While it looks superficially like a flyback converter, it operates in a fundamentally different way, and is generally more energy efficient. A flyback converter stores energy in the magnetic field in the transformer air gap during the time the converter switching element (transistor) is conducting. When the switch turns off, the stored magnetic field collapses and the energy is transferred to the output of the flyback converter as electric current. The flyback converter can be viewed as two inductors sharing a common core with opposite polarity windings.

In contrast, the forward converter (which is based on a transformer with same-polarity windings, higher magnetizing inductance, and no air gap) does not store energy during the conduction time of the switching element — transformers cannot store a significant amount of energy, unlike inductors.

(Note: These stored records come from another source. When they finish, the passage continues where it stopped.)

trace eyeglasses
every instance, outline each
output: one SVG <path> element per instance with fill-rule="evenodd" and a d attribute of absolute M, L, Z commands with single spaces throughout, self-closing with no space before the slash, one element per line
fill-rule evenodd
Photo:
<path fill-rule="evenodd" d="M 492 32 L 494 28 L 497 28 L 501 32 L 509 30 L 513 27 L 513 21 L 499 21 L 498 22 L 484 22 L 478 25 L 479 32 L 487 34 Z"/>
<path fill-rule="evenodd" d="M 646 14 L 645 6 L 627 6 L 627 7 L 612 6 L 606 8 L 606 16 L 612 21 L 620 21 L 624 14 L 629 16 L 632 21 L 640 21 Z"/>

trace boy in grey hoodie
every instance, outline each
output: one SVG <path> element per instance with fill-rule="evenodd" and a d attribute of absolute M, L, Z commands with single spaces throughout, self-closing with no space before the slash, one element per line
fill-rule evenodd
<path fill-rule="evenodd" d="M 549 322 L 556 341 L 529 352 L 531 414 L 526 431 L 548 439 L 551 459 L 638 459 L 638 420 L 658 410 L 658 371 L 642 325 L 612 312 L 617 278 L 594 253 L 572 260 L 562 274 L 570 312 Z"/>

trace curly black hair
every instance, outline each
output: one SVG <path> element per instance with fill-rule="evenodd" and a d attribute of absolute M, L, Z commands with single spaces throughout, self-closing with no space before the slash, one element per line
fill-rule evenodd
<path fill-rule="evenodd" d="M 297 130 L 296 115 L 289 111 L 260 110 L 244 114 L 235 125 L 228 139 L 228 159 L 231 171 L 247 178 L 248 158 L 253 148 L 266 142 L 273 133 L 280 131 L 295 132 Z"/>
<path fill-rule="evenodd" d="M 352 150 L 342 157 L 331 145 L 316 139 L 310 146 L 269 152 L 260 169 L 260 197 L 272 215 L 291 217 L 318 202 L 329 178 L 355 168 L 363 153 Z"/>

Instead, energy is passed directly to the output of the forward converter by transformer action during the switch conduction phase.

While the output voltage of a flyback converter is theoretically infinite, the maximum output voltage of the forward converter is constrained by the transformer turns ratio $\textstyle N_\mathrm{S}/N_\mathrm{P}$:

$V_\mathrm{out}=D\cdot\frac{N_\mathrm{S}}{N_\mathrm{P}}\cdot V_\mathrm{supply}$
where $D$ is the pulse width modulator duty cycle.

The forward converter is typically used in off-line supplies to provide an intermediate power output level of 100-200 watts.